Arteriovenöz malformasyonlu hastaların yarısından çoğunda beyin kanaması ilk bulgu olarak ortaya çıkar. Kanamanın yerinde ve ciddiyetine göre bu durum çok ciddi sekellere ya da ölüme yol açabilir. Arteriovenöz malformasyonu olan bir kişide kanama gelişmesi riski yılda %3 civarındadır.

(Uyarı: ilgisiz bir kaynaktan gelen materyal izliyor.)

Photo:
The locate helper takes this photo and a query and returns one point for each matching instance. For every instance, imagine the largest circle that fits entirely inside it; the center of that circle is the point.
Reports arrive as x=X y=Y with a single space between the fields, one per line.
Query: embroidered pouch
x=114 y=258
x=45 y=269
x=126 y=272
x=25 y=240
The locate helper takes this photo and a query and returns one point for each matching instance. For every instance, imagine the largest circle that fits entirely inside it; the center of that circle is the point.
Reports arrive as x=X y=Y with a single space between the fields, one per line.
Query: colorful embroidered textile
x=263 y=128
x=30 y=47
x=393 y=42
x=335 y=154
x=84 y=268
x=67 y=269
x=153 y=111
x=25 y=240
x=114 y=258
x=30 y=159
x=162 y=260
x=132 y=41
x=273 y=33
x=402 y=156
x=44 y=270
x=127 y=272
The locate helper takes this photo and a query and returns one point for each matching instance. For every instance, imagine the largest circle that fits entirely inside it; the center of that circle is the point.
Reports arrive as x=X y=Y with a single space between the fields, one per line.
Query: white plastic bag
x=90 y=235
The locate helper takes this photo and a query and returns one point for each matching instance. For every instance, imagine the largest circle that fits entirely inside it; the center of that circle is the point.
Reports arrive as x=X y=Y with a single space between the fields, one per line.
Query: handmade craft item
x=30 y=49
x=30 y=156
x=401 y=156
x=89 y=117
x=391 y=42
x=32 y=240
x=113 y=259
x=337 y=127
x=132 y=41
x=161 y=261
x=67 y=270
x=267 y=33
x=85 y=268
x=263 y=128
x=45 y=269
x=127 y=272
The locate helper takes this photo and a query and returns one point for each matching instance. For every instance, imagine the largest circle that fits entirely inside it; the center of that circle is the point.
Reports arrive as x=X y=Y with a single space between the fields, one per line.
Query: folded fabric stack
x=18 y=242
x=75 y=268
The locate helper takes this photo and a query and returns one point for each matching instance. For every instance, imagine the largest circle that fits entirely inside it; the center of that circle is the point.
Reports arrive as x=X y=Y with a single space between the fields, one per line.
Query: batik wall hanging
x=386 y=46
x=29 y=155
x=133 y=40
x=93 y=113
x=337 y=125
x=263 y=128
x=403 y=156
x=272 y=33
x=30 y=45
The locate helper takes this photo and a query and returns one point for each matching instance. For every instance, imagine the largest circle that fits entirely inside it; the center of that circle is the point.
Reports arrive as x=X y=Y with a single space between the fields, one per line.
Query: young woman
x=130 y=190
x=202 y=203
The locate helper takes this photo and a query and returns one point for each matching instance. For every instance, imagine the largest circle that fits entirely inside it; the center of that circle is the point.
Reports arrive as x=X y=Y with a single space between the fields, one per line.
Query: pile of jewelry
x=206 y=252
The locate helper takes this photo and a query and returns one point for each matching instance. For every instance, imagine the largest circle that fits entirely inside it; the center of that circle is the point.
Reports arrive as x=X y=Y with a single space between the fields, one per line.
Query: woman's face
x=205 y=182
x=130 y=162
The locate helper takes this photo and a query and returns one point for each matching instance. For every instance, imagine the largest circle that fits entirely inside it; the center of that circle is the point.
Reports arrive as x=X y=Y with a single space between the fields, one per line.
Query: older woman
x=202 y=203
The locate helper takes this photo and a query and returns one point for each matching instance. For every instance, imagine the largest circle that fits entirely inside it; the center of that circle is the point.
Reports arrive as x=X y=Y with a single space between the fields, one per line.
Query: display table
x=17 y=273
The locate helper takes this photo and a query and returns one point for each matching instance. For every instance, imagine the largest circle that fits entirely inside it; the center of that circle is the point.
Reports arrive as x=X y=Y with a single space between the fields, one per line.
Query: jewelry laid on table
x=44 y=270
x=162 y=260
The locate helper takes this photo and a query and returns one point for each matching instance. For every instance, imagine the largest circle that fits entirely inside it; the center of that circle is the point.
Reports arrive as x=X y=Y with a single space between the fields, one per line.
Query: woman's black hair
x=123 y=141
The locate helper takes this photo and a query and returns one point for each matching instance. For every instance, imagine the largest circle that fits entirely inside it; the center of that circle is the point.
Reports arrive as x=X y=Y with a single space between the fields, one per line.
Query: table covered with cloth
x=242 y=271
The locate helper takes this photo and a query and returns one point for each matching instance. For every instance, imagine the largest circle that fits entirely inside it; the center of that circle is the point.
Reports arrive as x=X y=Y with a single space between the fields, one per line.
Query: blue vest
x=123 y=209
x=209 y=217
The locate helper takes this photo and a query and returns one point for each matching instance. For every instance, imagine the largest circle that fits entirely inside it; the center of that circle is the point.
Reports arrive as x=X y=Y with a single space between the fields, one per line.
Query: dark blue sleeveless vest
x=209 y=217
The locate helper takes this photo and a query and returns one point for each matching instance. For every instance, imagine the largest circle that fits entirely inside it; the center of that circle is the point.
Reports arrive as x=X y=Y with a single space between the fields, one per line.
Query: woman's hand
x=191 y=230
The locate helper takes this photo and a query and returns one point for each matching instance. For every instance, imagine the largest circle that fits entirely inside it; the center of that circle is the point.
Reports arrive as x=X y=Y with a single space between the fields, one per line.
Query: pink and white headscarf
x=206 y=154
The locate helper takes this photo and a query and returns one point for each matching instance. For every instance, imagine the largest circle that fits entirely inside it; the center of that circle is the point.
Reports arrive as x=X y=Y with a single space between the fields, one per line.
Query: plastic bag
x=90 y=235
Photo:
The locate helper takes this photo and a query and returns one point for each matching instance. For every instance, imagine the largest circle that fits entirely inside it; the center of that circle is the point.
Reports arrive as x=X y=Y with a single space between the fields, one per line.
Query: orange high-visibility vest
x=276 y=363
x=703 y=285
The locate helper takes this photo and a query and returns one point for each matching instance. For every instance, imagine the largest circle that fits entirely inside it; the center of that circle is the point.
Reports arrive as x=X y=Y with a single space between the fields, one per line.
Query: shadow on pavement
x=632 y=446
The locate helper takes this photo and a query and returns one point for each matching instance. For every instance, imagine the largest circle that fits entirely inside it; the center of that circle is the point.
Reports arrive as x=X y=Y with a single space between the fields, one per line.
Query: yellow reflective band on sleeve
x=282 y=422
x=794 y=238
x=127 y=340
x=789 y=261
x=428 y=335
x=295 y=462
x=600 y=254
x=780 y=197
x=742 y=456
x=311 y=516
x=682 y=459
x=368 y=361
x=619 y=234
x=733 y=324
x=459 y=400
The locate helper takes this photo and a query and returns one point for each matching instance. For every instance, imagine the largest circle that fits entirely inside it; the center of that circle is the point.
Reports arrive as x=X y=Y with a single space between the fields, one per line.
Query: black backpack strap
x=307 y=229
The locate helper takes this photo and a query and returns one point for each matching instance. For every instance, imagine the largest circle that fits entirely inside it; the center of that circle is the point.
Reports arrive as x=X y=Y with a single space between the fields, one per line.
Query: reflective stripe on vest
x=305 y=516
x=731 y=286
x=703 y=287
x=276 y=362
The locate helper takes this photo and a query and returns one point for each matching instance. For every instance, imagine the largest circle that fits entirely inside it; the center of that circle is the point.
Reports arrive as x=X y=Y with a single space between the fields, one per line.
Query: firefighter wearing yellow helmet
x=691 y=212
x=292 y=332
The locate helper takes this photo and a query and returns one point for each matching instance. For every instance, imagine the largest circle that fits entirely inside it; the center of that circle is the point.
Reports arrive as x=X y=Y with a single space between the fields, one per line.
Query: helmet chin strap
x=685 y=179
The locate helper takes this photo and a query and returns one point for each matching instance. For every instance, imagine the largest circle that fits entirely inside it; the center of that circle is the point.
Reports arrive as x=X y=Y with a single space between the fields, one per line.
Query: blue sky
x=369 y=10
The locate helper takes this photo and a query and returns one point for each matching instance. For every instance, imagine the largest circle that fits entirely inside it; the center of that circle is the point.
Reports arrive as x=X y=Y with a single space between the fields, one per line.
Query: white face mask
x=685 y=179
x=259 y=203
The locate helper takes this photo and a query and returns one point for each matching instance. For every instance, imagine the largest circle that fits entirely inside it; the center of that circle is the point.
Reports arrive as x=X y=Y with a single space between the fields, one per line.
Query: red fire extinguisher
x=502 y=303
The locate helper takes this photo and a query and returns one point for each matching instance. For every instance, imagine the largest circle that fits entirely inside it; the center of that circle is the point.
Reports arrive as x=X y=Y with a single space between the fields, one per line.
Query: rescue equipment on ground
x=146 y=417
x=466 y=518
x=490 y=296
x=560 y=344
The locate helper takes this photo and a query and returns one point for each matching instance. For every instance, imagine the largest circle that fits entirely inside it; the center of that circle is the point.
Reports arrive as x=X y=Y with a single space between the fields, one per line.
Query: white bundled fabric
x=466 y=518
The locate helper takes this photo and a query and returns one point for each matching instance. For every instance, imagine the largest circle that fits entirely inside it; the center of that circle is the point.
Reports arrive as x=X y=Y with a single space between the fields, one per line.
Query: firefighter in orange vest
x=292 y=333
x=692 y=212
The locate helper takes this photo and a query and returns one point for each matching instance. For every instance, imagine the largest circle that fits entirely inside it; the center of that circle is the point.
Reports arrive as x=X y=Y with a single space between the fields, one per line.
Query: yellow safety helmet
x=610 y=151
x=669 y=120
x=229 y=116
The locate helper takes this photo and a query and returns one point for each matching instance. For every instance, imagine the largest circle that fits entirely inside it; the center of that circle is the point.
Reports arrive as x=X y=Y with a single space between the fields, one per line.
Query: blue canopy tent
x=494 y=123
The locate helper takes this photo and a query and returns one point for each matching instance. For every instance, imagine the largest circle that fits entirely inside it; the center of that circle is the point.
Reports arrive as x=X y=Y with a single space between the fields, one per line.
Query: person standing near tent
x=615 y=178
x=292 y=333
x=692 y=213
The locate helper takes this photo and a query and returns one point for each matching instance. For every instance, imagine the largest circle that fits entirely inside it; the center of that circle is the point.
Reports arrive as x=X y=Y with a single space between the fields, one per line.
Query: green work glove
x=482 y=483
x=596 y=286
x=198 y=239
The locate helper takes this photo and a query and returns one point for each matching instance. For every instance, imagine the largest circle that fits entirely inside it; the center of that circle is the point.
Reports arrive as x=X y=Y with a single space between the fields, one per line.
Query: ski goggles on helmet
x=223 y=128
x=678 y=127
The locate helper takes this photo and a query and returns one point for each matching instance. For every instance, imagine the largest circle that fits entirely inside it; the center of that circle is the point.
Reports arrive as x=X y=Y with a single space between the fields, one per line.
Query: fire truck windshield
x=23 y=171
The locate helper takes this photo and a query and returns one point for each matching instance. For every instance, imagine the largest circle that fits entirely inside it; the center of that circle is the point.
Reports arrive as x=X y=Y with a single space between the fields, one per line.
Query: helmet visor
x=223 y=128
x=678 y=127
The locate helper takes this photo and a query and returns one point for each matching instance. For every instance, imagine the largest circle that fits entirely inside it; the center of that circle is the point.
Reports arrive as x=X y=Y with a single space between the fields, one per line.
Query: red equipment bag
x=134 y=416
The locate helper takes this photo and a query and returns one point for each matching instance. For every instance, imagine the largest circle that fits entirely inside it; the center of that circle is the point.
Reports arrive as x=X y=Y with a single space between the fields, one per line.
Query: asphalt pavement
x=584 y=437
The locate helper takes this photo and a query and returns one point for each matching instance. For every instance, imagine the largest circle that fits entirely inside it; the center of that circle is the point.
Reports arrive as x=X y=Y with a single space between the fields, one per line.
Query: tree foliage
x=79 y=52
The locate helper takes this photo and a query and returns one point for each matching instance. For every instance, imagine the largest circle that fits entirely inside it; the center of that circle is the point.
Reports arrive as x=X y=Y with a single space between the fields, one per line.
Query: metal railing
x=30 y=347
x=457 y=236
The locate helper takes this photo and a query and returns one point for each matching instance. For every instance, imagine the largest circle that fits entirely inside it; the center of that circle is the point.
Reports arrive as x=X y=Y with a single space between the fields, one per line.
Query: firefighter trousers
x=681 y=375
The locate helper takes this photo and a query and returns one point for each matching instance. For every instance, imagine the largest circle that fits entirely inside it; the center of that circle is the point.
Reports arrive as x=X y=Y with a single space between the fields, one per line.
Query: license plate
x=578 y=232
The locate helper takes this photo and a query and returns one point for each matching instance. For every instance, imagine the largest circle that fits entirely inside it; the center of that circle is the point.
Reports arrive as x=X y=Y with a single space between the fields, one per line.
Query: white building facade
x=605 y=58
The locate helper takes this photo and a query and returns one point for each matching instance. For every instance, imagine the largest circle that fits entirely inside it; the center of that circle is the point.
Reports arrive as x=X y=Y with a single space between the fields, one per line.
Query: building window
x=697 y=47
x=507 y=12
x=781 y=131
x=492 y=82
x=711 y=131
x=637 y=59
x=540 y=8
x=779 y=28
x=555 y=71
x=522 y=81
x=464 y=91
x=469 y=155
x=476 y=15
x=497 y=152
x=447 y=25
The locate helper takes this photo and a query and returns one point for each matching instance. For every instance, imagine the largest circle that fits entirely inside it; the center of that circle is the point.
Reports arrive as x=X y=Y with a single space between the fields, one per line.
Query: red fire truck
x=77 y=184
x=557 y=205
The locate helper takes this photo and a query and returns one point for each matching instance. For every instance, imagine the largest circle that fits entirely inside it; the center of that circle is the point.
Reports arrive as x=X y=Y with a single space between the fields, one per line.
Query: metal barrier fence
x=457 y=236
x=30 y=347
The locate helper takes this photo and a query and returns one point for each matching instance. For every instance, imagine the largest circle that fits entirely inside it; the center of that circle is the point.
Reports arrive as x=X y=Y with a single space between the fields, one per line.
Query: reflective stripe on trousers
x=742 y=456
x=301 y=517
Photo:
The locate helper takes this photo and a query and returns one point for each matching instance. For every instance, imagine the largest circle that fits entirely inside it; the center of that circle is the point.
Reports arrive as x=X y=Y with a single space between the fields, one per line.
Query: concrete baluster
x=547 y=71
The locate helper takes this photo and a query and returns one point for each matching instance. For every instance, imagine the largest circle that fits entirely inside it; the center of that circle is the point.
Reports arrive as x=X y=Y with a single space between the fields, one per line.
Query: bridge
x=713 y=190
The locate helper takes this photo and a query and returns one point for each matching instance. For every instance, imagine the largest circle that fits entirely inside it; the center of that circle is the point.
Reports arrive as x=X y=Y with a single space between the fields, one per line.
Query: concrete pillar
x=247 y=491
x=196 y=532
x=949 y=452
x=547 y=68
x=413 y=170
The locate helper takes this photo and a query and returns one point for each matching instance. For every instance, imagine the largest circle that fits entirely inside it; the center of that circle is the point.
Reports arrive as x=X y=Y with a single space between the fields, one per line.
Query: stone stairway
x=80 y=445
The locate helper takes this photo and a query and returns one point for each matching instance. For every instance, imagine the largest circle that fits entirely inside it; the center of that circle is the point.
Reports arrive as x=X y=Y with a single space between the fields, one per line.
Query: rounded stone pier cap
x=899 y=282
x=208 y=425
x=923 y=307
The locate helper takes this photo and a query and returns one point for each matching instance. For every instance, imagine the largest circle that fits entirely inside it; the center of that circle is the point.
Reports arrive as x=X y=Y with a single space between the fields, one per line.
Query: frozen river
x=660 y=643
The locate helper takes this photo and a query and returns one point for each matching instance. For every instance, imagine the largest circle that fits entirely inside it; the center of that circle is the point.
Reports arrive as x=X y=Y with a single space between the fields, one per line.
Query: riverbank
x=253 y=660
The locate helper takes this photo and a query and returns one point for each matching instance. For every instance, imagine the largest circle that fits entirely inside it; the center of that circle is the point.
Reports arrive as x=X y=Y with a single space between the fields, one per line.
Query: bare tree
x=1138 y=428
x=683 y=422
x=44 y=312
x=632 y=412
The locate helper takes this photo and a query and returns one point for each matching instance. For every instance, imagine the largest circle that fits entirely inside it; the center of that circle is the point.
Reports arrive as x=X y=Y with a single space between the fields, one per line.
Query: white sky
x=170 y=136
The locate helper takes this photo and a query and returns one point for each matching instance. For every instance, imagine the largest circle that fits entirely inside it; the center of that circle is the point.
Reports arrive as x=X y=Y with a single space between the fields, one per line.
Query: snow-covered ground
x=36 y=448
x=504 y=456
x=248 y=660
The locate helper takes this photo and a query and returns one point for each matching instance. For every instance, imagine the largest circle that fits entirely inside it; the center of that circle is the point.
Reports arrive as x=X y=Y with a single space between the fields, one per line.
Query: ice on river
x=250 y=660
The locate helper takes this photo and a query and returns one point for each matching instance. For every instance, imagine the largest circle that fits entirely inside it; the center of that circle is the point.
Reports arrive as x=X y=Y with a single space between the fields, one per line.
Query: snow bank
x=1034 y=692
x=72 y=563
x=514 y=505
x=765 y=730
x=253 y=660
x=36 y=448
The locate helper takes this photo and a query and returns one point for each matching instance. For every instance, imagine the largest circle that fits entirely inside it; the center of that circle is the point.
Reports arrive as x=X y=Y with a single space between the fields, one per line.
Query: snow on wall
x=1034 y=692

En sık görülen belirti ve bulgular şunlardır: başağrısı (ani başlayan, tek bir yerde veya her yerde, bazen migren ağrısına benzeyen), başağrısıyla birlikte olan kusma, görme bozuklukları (görmede azalma, çift görme, bulanık görme), havale geçirme, vücudun herhangi bir yerinde kas güçsüzlüğü, bilinç değişiklikleri (uykuya eğilim, kafa karışıklığı, yer-kişi-zaman isimlerini karıştırma, sinirlilik), ense sertliği. Bunların yanı sıra şu bulgular da ortaya çıkabilir: konuşma bozukluğu, koku almada bozukluk, bayılma, hareket bozukluğu, yüz felci, ani göz kapağı düşmesi, baş dönmesi.
Arteriovenöz malformasyonların tanısı nasıl konur?
Tam bir fizik ve nörolojik muayenenin arkasından beyin tomografisi, beyin anjiografisi, veya beyin MR arteriovenöz malformasyon tanısını kesinleştirir.
Arteriovenöz malformasyonlardaki tedavi seçenekleri nelerdir?
Kanayan bir arteriovenöz malformasyon tıbbi bir acil durumdur ve hastanın acilen hastaneye yatırılmasını gerektirir. Tedavinin amacı kanamanın durdurulması, havalenin önlenmesi ve mümkünse AVM’nin ortadan kaldırılmasıdır.
Tedavi olarak genellikle açık beyin ameliyatı en köklü çözümdür, endovasküler yöntemle embolizasyon veya radyocerrahi girişim diğer tedavi yöntemleridir. Bazı durumlarda bu tedavi yaklaşımlarının karışımı kullanılır.